A comprehensive tutorial covering:
- Model download and compilation
- End-to-end inference pipeline  
- Performance optimization tips
- ANE vs GPU vs CPU comparison
- Production deployment guidance

## ⚠️ When to Use CoreML (Important!)

### ✅ Use CoreML When:
- You have **CoreML-specific models** (`.mlpackage`/`.mlmodelc` files)
- You want **Apple Neural Engine (ANE)** acceleration for supported models
- You need Apple's automatic **hardware selection** (ANE → GPU → CPU)
- You're deploying specifically on **Apple platforms**

### ❌ Don't Use CoreML When:
- You can achieve the same performance with **Metal/CPU backends**
- Your model **isn't optimized** for Apple hardware  
- You need **cross-platform compatibility**
- You're **just starting** with Candle (try CPU/Metal first)

### 🧠 Apple Neural Engine (ANE) Reality Check

**Not all models run on the ANE!** Apple's Neural Engine has strict requirements:

- **Supported Operations**: Only a subset of ML operations are ANE-optimized
- **Model Architecture**: Models must be specifically designed/optimized for ANE  
- **Data Types**: Primarily supports certain quantized formats
- **Model Size**: Large models may fall back to GPU/CPU

**Recommendation**: Use Apple's pre-optimized models (like their optimized BERT) for guaranteed ANE acceleration, or stick with Metal/CPU backends for general use.
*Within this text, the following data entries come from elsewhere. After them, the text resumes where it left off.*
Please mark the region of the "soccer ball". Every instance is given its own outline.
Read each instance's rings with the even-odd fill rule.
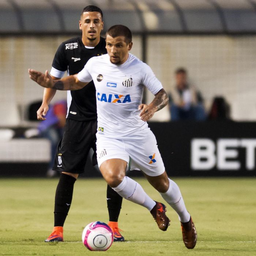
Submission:
[[[113,239],[109,226],[100,221],[89,224],[82,234],[83,244],[90,251],[106,251],[111,246]]]

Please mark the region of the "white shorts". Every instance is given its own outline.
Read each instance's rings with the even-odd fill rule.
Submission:
[[[162,174],[165,169],[155,135],[149,128],[121,139],[97,134],[97,160],[99,167],[113,158],[129,162],[131,170],[141,170],[149,176]]]

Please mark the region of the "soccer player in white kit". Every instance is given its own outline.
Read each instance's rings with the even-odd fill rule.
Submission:
[[[147,208],[159,228],[166,230],[169,220],[165,206],[150,198],[136,181],[125,176],[129,159],[132,169],[141,170],[149,182],[176,211],[181,222],[183,241],[195,246],[196,231],[180,189],[169,178],[154,135],[146,121],[166,106],[168,96],[150,68],[129,51],[132,46],[129,29],[112,27],[106,34],[108,54],[91,58],[78,74],[53,80],[29,69],[30,77],[44,87],[74,90],[92,80],[96,90],[97,157],[108,184],[120,196]],[[148,105],[142,104],[143,86],[155,95]]]

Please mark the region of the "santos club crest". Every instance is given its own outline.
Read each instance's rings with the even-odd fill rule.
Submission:
[[[124,80],[123,82],[123,85],[125,87],[131,87],[132,85],[132,78],[130,77]]]

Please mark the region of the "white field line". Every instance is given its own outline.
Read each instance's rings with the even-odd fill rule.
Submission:
[[[28,242],[31,243],[34,242],[38,242],[38,241],[17,241],[17,242],[3,242],[0,241],[0,244],[16,244],[17,242]],[[60,242],[61,243],[65,243],[67,244],[80,244],[83,242],[81,241],[74,241],[70,242]],[[183,243],[182,241],[125,241],[122,242],[118,244],[124,243],[131,243],[131,244],[157,244],[157,243],[163,243],[163,244],[175,244],[178,243]],[[221,243],[255,243],[255,241],[213,241],[211,242],[210,241],[197,241],[197,244],[219,244]],[[116,243],[114,243],[115,244]]]

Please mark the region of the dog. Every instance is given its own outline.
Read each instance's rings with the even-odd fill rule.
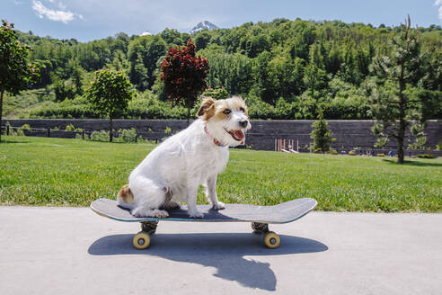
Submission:
[[[169,216],[167,210],[186,201],[190,218],[202,218],[197,208],[200,184],[213,209],[225,204],[217,196],[217,176],[227,165],[229,146],[238,146],[252,128],[247,106],[239,96],[203,99],[199,119],[170,137],[130,174],[117,195],[119,206],[135,217]]]

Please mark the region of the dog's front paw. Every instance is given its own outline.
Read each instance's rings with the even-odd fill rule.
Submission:
[[[217,203],[213,204],[212,208],[215,210],[223,210],[225,208],[225,204],[222,201],[218,201]]]
[[[189,216],[191,219],[202,219],[204,217],[204,214],[197,210],[194,212],[189,212]]]

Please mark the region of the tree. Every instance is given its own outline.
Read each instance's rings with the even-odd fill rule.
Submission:
[[[109,141],[112,141],[112,119],[124,112],[134,94],[132,85],[122,72],[102,69],[95,72],[86,97],[96,108],[96,112],[109,118]]]
[[[139,91],[151,89],[155,81],[158,60],[166,53],[166,43],[160,36],[136,39],[128,47],[130,82]]]
[[[336,139],[332,137],[329,123],[323,119],[322,112],[320,112],[319,120],[312,124],[312,128],[314,130],[310,133],[310,138],[314,139],[313,150],[323,153],[328,152],[332,148],[330,144],[336,140]]]
[[[13,23],[2,20],[0,27],[0,127],[3,96],[5,92],[17,94],[37,77],[36,65],[27,62],[31,48],[18,40]],[[2,132],[0,131],[0,141]]]
[[[190,120],[190,109],[198,96],[207,87],[208,59],[195,56],[195,45],[190,39],[187,46],[169,48],[161,63],[161,80],[164,82],[164,93],[175,103],[182,103],[188,110],[187,124]]]
[[[390,139],[397,141],[398,163],[403,163],[405,131],[411,130],[421,142],[423,127],[434,102],[440,100],[440,91],[428,93],[418,85],[424,76],[425,58],[420,53],[417,30],[411,29],[410,16],[406,25],[392,40],[392,52],[374,58],[371,71],[375,76],[370,95],[371,112],[376,120],[373,133],[376,147]]]

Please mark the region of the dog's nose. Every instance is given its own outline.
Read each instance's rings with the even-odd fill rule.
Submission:
[[[243,128],[246,128],[248,123],[249,123],[249,121],[247,120],[240,121],[240,126]]]

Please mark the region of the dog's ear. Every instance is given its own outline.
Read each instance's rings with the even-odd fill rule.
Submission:
[[[204,98],[201,103],[201,106],[198,111],[198,116],[203,117],[204,120],[208,120],[212,117],[215,114],[215,103],[217,103],[217,101],[211,97]]]

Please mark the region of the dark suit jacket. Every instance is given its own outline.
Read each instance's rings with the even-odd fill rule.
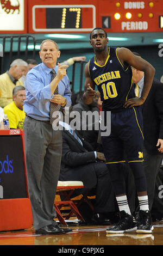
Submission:
[[[161,153],[156,147],[159,138],[163,139],[163,84],[154,78],[143,105],[145,147],[149,154]]]

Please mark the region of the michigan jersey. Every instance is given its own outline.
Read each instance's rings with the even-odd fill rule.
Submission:
[[[127,99],[135,97],[131,69],[129,65],[122,64],[117,49],[109,48],[108,56],[103,66],[96,62],[96,56],[89,64],[90,77],[100,92],[104,109],[108,111],[122,109]]]

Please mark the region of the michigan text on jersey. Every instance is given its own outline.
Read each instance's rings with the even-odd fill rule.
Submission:
[[[102,83],[106,81],[120,78],[121,76],[120,71],[119,70],[117,70],[103,74],[102,75],[101,75],[100,76],[96,77],[96,78],[94,79],[94,81],[97,86],[99,86],[99,84],[101,83]]]

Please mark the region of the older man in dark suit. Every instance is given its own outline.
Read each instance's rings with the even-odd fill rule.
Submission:
[[[139,56],[136,53],[134,53]],[[136,93],[137,92],[138,94],[136,96],[140,97],[144,84],[144,74],[136,69],[132,69],[133,82],[137,87]],[[153,203],[156,179],[163,157],[163,84],[155,78],[153,80],[151,90],[142,106],[142,112],[145,138],[144,166],[151,210]],[[158,194],[159,192],[158,190]],[[163,202],[159,202],[163,209]]]

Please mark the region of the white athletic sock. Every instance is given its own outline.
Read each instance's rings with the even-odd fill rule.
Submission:
[[[127,214],[131,215],[131,212],[128,204],[127,196],[122,196],[121,197],[116,197],[116,200],[120,211],[125,211]]]
[[[139,202],[140,210],[149,211],[148,196],[138,197],[138,200]]]

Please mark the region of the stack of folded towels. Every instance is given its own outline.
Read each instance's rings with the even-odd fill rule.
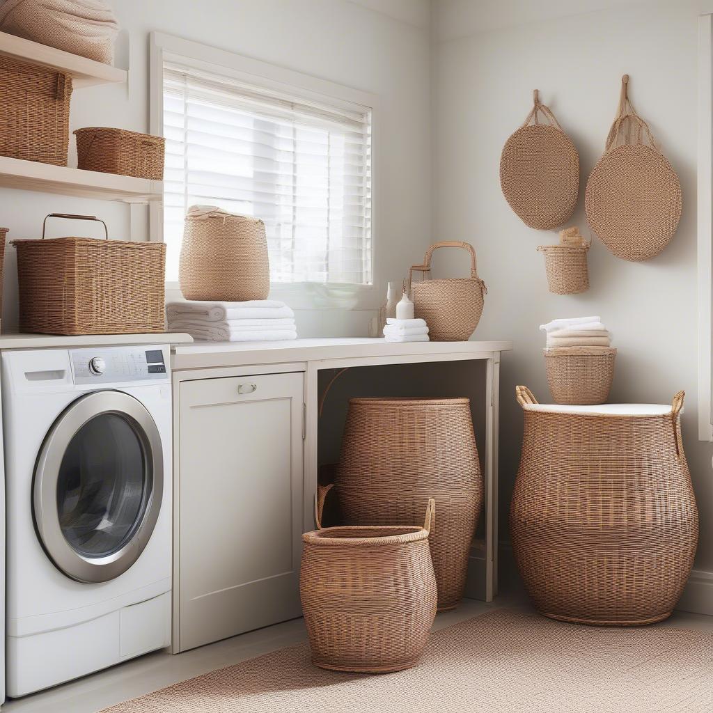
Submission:
[[[185,332],[207,342],[271,342],[296,339],[294,312],[284,302],[189,300],[166,305],[169,332]]]
[[[547,333],[547,347],[611,347],[612,335],[599,317],[553,319],[540,329]]]
[[[428,342],[429,327],[425,319],[386,319],[384,328],[386,342]]]

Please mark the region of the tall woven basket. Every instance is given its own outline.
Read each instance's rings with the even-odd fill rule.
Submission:
[[[436,499],[438,610],[457,606],[483,502],[469,399],[350,399],[336,481],[354,525],[408,525]]]
[[[299,576],[312,662],[365,673],[415,666],[436,617],[434,501],[423,528],[322,528],[319,515],[319,529],[302,535]]]
[[[467,250],[471,255],[471,277],[426,279],[431,274],[434,252],[441,247]],[[414,272],[423,275],[423,282],[414,282]],[[432,342],[466,342],[471,338],[481,321],[488,288],[478,277],[476,251],[469,242],[446,240],[431,245],[424,257],[424,264],[411,267],[409,287],[416,317],[426,320]]]
[[[563,409],[516,395],[525,416],[510,532],[537,609],[583,624],[668,617],[698,540],[679,414],[641,404]]]

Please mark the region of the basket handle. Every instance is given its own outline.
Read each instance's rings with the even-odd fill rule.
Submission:
[[[520,406],[533,406],[538,404],[538,400],[533,396],[533,392],[527,386],[515,386],[515,398]]]
[[[426,508],[426,520],[424,521],[424,529],[430,535],[431,530],[436,526],[436,501],[429,498],[429,504]]]
[[[324,501],[327,499],[327,494],[334,487],[334,483],[330,483],[328,486],[317,486],[317,493],[314,493],[314,524],[317,530],[322,529],[322,516],[324,512]]]
[[[98,218],[96,215],[76,215],[73,213],[50,213],[45,216],[42,221],[42,240],[44,240],[45,226],[47,225],[47,218],[69,218],[72,220],[96,220],[101,222],[104,226],[104,237],[109,240],[109,231],[106,227],[106,223],[103,220]]]

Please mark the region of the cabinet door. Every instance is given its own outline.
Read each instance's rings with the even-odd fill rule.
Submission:
[[[303,376],[180,384],[178,650],[302,615]]]

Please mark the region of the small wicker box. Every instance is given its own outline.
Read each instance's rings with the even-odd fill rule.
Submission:
[[[51,217],[97,220],[63,213],[47,216]],[[44,240],[43,226],[42,240],[11,244],[17,249],[21,331],[47,334],[165,331],[165,243],[110,240],[108,235],[104,240]]]
[[[106,126],[77,129],[79,168],[151,180],[163,180],[166,140]]]

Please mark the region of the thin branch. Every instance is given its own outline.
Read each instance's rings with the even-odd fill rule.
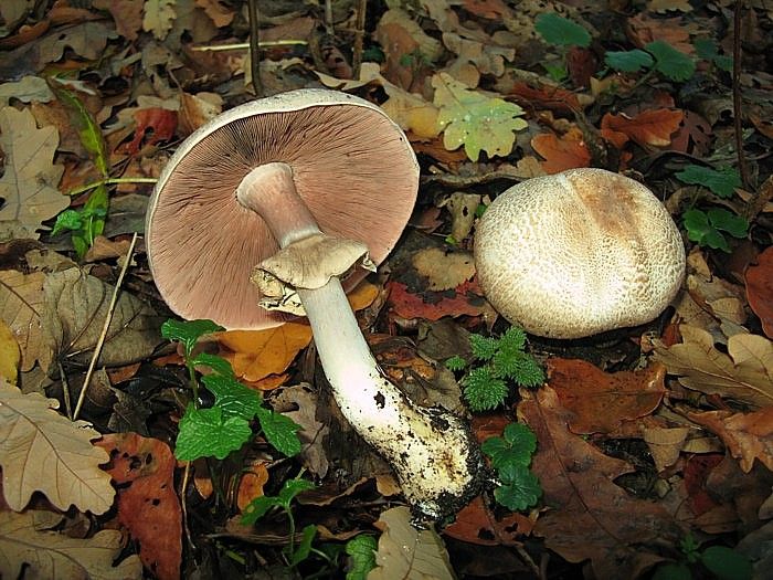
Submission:
[[[77,404],[75,405],[75,411],[73,412],[73,421],[78,418],[81,413],[81,408],[83,407],[83,401],[86,399],[86,390],[88,389],[88,383],[92,381],[92,375],[94,375],[94,368],[102,354],[102,347],[105,345],[105,339],[107,338],[107,330],[110,328],[110,323],[113,321],[113,315],[115,314],[116,303],[118,302],[118,294],[120,293],[120,285],[124,282],[124,276],[126,271],[129,268],[129,263],[131,262],[131,256],[134,255],[135,244],[137,243],[137,232],[131,236],[131,243],[129,249],[126,251],[126,257],[124,259],[124,266],[120,268],[120,274],[118,275],[118,281],[113,289],[113,296],[110,297],[110,304],[107,307],[107,315],[105,316],[105,325],[102,327],[102,334],[94,347],[94,355],[92,360],[88,362],[88,370],[86,370],[86,378],[83,381],[83,387],[81,387],[81,393],[77,398]]]

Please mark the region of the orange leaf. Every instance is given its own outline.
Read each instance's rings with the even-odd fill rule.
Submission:
[[[681,118],[681,110],[667,108],[644,110],[635,117],[607,113],[601,119],[601,135],[618,149],[628,139],[642,147],[665,147],[671,143],[670,136],[679,128]]]
[[[544,157],[540,165],[547,173],[559,173],[575,167],[589,167],[591,154],[581,139],[564,135],[559,139],[552,133],[541,133],[531,138],[531,146]]]
[[[169,446],[136,433],[105,435],[95,443],[110,453],[118,484],[118,521],[139,542],[146,569],[177,580],[182,559],[182,510],[174,493],[174,456]]]
[[[285,323],[266,330],[230,330],[218,335],[218,341],[232,350],[223,356],[237,377],[258,381],[284,372],[311,341],[311,327]]]
[[[584,360],[548,361],[548,382],[573,414],[573,433],[612,433],[624,421],[652,413],[663,399],[666,367],[606,373]]]

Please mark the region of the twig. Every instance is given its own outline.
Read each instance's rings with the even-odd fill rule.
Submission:
[[[257,0],[248,0],[250,10],[250,70],[252,71],[252,86],[255,96],[263,96],[263,83],[261,83],[261,43],[257,31]]]
[[[735,0],[733,10],[733,124],[735,129],[735,155],[741,183],[749,189],[749,170],[743,156],[743,126],[741,124],[741,13],[743,0]]]
[[[113,321],[113,315],[115,314],[116,303],[118,302],[118,294],[120,292],[120,285],[124,282],[124,276],[126,271],[129,268],[129,263],[131,262],[131,256],[135,251],[135,244],[137,243],[137,232],[131,236],[131,243],[129,249],[126,251],[126,257],[124,259],[124,266],[120,268],[120,274],[118,274],[118,281],[116,282],[115,288],[113,289],[113,296],[110,297],[110,304],[107,307],[107,315],[105,316],[105,325],[102,327],[102,334],[94,347],[94,355],[92,360],[88,362],[88,370],[86,370],[86,378],[83,381],[83,387],[81,387],[81,393],[77,398],[77,404],[75,405],[75,411],[73,411],[73,421],[75,421],[81,413],[81,408],[83,407],[83,401],[86,399],[86,390],[88,389],[88,383],[92,381],[92,375],[94,373],[94,368],[102,354],[102,347],[105,345],[105,339],[107,338],[107,330],[110,328],[110,323]]]

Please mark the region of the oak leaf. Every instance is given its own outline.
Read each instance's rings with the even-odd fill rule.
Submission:
[[[601,119],[601,135],[618,149],[628,140],[642,147],[666,147],[671,143],[671,134],[679,129],[681,119],[681,110],[667,108],[643,110],[635,117],[607,113]]]
[[[678,375],[682,386],[753,407],[773,404],[773,342],[758,335],[733,335],[726,355],[706,330],[681,325],[679,331],[680,344],[654,344],[655,358],[669,373]]]
[[[553,389],[521,392],[519,416],[538,441],[531,471],[550,506],[534,534],[570,562],[590,558],[596,578],[638,578],[661,561],[647,546],[676,541],[679,530],[660,506],[631,497],[613,483],[633,467],[571,433],[572,413]]]
[[[42,222],[70,205],[56,189],[64,167],[53,164],[56,128],[39,129],[29,109],[0,109],[0,148],[6,171],[0,178],[0,241],[40,238]]]
[[[121,534],[106,529],[86,539],[71,538],[56,531],[41,531],[35,512],[0,512],[0,577],[98,578],[99,580],[139,580],[142,563],[129,556],[117,566],[113,562],[123,549]]]
[[[6,502],[17,512],[42,492],[62,510],[104,514],[113,505],[110,476],[98,466],[107,453],[85,421],[68,421],[55,399],[22,392],[0,378],[0,465]]]

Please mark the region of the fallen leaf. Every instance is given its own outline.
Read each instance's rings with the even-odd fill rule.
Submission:
[[[667,108],[644,110],[635,117],[606,113],[601,119],[601,136],[618,149],[629,139],[642,147],[666,147],[681,119],[681,110]]]
[[[230,330],[220,333],[218,341],[231,350],[223,356],[236,377],[257,381],[282,373],[311,341],[311,327],[286,323],[265,330]]]
[[[87,539],[70,538],[36,528],[36,512],[0,512],[0,576],[2,578],[49,578],[67,580],[139,580],[142,563],[129,556],[117,566],[120,531],[105,529]]]
[[[752,471],[755,458],[773,471],[773,407],[753,413],[707,411],[688,416],[719,435],[744,473]]]
[[[182,512],[169,445],[136,433],[108,434],[97,445],[118,486],[118,521],[139,542],[139,557],[159,580],[177,580],[182,558]]]
[[[756,265],[746,268],[743,280],[749,306],[760,317],[767,338],[773,338],[773,246],[760,254]]]
[[[68,421],[53,409],[55,399],[22,394],[0,378],[0,465],[6,502],[21,512],[34,492],[42,492],[62,510],[104,514],[113,505],[110,476],[98,466],[107,463],[104,450],[94,447],[99,433],[85,421]]]
[[[559,173],[576,167],[590,167],[591,152],[581,136],[563,135],[559,139],[552,133],[540,133],[531,138],[531,147],[544,157],[540,165],[546,173]]]
[[[0,148],[6,154],[0,178],[0,241],[38,239],[42,222],[70,205],[56,187],[64,167],[53,164],[59,135],[39,129],[29,109],[0,109]]]
[[[652,413],[666,392],[666,368],[607,373],[584,360],[551,358],[548,382],[572,413],[573,433],[612,433],[625,421]]]
[[[682,342],[666,347],[655,340],[655,358],[679,382],[706,394],[729,397],[753,407],[773,404],[773,342],[738,334],[728,339],[728,355],[717,350],[701,328],[679,326]]]
[[[596,578],[638,578],[663,560],[663,541],[680,531],[661,507],[631,497],[613,479],[633,471],[568,430],[572,413],[550,387],[522,390],[519,416],[538,441],[531,471],[539,477],[543,504],[534,534],[570,562],[591,560]],[[653,544],[652,550],[648,545]]]
[[[454,578],[443,540],[433,529],[419,531],[411,526],[407,507],[382,512],[374,525],[381,529],[381,537],[375,568],[368,574],[369,580]]]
### 📊 Performance Hierarchy

```
ANE (fastest, most efficient) > GPU/Metal (fast) > CPU (most compatible)
```

Apple automatically chooses the best available backend, but your model must be ANE-compatible to benefit from the fastest option.

## Examples

See the `examples/` directory for:
- **[WORKED_EXAMPLE.md]examples/WORKED_EXAMPLE.md** - Complete BERT inference tutorial
- **Basic inference** - Simple model loading and inference  
- **Benchmarks** - Performance comparisons vs Metal/CPU
- **Advanced usage** - Complex model configurations
- **🦙 Qwen Chat** - Real-world ANE-accelerated chat with Qwen 0.6B

### 🚀 New: Qwen 0.6B Multi-Component ANE Implementation

Complete implementation of Anemll's multi-component architecture:

```bash
# 🌟 Integration patterns demo (WORKS IMMEDIATELY)
cargo run --example qwen_demo_patterns

# Multi-component Qwen chat with real models 
cargo run --example qwen_multi_component

# Performance benchmarks and single-model examples
cargo run --example qwen_benchmark
cargo run --example qwen_chat
```

Features:
- **✅ Multi-Component Architecture**: Separate embeddings, FFN, and LM head models
- **✅ Pipeline Orchestration**: Proper data flow between model components  
- **✅ True ANE acceleration** using Anemll's optimized model components
- **✅ Causal Masking**: Correct transformer-style attention patterns
- **✅ HuggingFace integration** with automatic component download
- **✅ Comprehensive testing** of full pipeline

This demonstrates how to integrate complex, multi-file CoreML models with Candle, providing a foundation for advanced ANE-optimized architectures.

See [examples/qwen/README.md](examples/qwen/README.md) for detailed documentation.

## Platform Support

- **macOS**: Full CoreML runtime support
- **iOS**: Full CoreML runtime support (when targeting iOS)
- **Other platforms**: Builds successfully, runtime features disabled

## Contributing

This is an independent project providing CoreML integration for the Candle ecosystem. Contributions welcome!

## License

Licensed under either of Apache License, Version 2.0 or MIT license at your option.